La hembra pareció dudar un momento antes de morderse el labio, devuelvo empezando a toser, y mirar a las dos pequeñas.

—Vayan con sus mayores —ordenó, respirando hondo—. Y , por favor, no digan nada sobre nosotras a nadie. —Las niñas asintieron fervientemente antes de salir corriendo hacia el resto de las casas. Cassian las siguió hasta la entrada, distinguiendo a unas cuantas hembras que las rodeaban y empezaban a cotillear, siempre echando miradas venenosas en dirección a la casa donde estaban. En cuanto Gwyneth salió, con los ojos rojos y todavía tosiendo, les dijo que la siguieran.

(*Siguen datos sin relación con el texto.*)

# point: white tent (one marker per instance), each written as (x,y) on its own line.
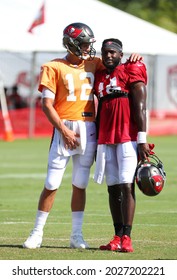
(137,35)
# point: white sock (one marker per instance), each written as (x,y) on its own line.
(77,220)
(41,218)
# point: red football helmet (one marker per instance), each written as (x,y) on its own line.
(150,176)
(76,34)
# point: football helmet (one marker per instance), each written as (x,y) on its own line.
(76,34)
(150,176)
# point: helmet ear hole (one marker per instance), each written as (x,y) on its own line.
(150,176)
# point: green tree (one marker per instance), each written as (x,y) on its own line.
(159,12)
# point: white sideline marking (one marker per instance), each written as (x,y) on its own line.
(32,175)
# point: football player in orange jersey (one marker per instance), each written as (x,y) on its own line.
(67,101)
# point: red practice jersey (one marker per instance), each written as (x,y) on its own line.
(116,121)
(72,86)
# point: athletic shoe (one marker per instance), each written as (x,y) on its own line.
(77,241)
(33,241)
(113,245)
(126,244)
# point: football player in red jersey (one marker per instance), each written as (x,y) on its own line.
(66,85)
(121,91)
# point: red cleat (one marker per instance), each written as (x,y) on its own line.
(126,244)
(113,245)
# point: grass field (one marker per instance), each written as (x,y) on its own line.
(22,173)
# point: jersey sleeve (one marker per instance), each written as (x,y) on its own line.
(137,72)
(48,77)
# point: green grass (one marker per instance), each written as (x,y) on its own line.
(22,173)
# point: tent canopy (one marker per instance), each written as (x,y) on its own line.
(137,35)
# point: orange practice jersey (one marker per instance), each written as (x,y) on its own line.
(72,86)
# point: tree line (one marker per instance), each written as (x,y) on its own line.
(162,13)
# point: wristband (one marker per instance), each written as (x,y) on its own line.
(141,137)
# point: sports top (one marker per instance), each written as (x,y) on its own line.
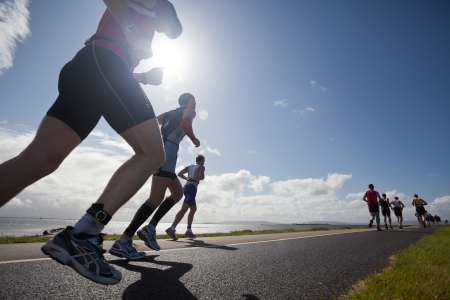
(418,202)
(145,21)
(193,175)
(171,128)
(371,197)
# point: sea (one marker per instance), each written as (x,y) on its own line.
(31,226)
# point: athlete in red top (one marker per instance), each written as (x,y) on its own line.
(98,82)
(372,198)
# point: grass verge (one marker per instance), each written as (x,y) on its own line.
(112,237)
(422,271)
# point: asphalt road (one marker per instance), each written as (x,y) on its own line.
(318,267)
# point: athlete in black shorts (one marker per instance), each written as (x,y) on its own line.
(98,82)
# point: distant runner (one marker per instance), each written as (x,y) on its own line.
(372,197)
(384,204)
(175,124)
(195,173)
(398,206)
(419,203)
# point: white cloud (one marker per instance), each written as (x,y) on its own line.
(281,103)
(257,184)
(14,28)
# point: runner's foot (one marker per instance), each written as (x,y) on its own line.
(190,234)
(84,256)
(148,235)
(171,233)
(126,250)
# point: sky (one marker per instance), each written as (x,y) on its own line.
(301,105)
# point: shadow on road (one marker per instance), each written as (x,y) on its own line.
(156,283)
(200,244)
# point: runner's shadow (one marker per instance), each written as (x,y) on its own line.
(202,244)
(157,283)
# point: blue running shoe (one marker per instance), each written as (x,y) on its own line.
(84,256)
(148,235)
(127,250)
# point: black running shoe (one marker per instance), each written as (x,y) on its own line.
(84,256)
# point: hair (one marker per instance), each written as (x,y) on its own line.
(185,98)
(199,158)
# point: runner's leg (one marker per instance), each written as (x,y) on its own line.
(53,142)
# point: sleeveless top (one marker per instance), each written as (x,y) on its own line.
(193,175)
(145,21)
(171,128)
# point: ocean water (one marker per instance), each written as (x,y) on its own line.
(29,226)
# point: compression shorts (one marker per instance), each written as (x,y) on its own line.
(97,82)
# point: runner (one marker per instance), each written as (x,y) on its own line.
(384,204)
(98,82)
(372,197)
(195,174)
(398,206)
(420,210)
(175,124)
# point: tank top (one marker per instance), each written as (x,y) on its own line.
(145,21)
(193,175)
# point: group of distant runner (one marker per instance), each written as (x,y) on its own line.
(375,202)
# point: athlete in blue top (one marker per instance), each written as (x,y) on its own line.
(175,124)
(195,173)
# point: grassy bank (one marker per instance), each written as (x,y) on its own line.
(422,271)
(112,237)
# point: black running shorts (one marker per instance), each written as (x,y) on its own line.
(397,211)
(374,208)
(95,83)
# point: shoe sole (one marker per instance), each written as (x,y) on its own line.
(173,237)
(143,238)
(63,257)
(124,255)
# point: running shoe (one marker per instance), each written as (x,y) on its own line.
(127,250)
(190,234)
(84,256)
(148,235)
(171,233)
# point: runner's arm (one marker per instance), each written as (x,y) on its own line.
(182,172)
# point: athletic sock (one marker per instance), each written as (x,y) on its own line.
(163,209)
(86,228)
(143,213)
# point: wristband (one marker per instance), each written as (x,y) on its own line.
(129,28)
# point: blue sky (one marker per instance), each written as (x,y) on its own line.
(304,104)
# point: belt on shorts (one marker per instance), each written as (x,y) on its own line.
(107,38)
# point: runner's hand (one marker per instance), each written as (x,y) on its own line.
(154,76)
(196,143)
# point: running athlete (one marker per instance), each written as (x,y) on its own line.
(398,206)
(98,82)
(419,203)
(175,124)
(372,197)
(195,173)
(384,204)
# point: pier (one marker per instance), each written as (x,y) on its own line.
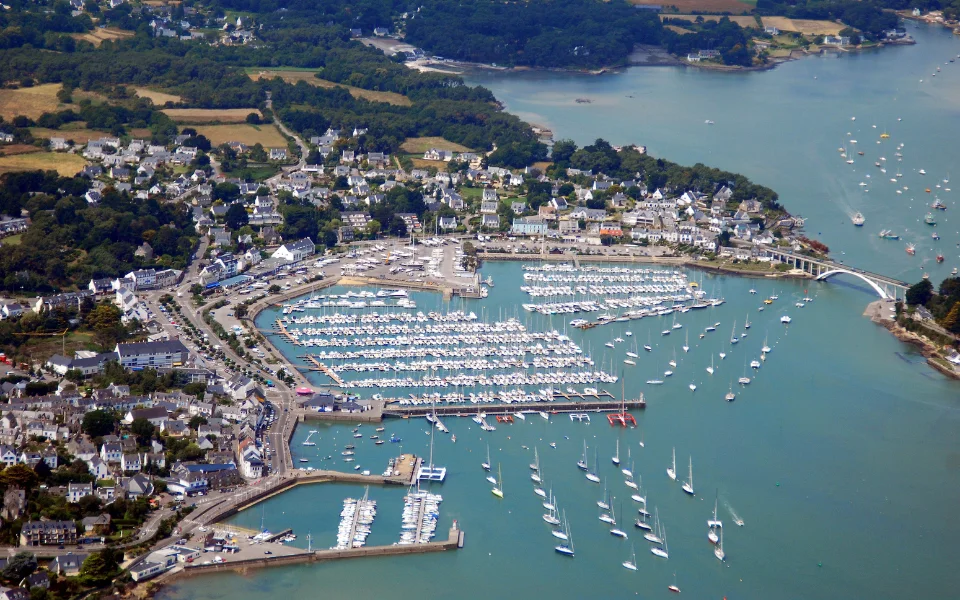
(255,559)
(556,407)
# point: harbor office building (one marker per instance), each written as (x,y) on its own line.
(163,354)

Caminaron por la ladera de la montaña durante un buen trecho. Ella casi parecía ir danzando entre las rocas, mientras que ellos bufaban y varias veces estuvieron a punto de caerse y partirse la cabeza. Por puro orgullo y fuerza de voluntad, Cassian no soltó un grito agudo cuando una piedra se desintegró bajo su peso. Se preguntó por qué no estaban volando, pero ya era demasiado tarde para hacer esa clase de preguntas.

Se adentraron a una caverna que era imposible de ver desde la distancia. Gwyneth movió una mano, haciendo que su mandíbula casi tocara el suelo al ver una cantidad absurda de runas, letras en varios idiomas y braseros que se encendieron al instante, revelando una laguna imperturbable. La luz empezó a danzar en el techo de la caverna, haciendo que sus ojos picaran un poco ante la luz.

—¿A dónde lleva? —preguntó Azriel de repente.

—Al Medio —respondió Gwyneth con voz cascada, caminando con seguridad hacia el interior de la laguna. Estaba con la mitad de su torso sumergido cuando se volvió hacia ellos, revelando una piel cada vez más translúcida y los ojos más redondos que antes—. Vamos, antes de que esto sea más arriesgado de lo que ya es.

Los tres se miraron en silencio y la siguieron. El agua estaba helada.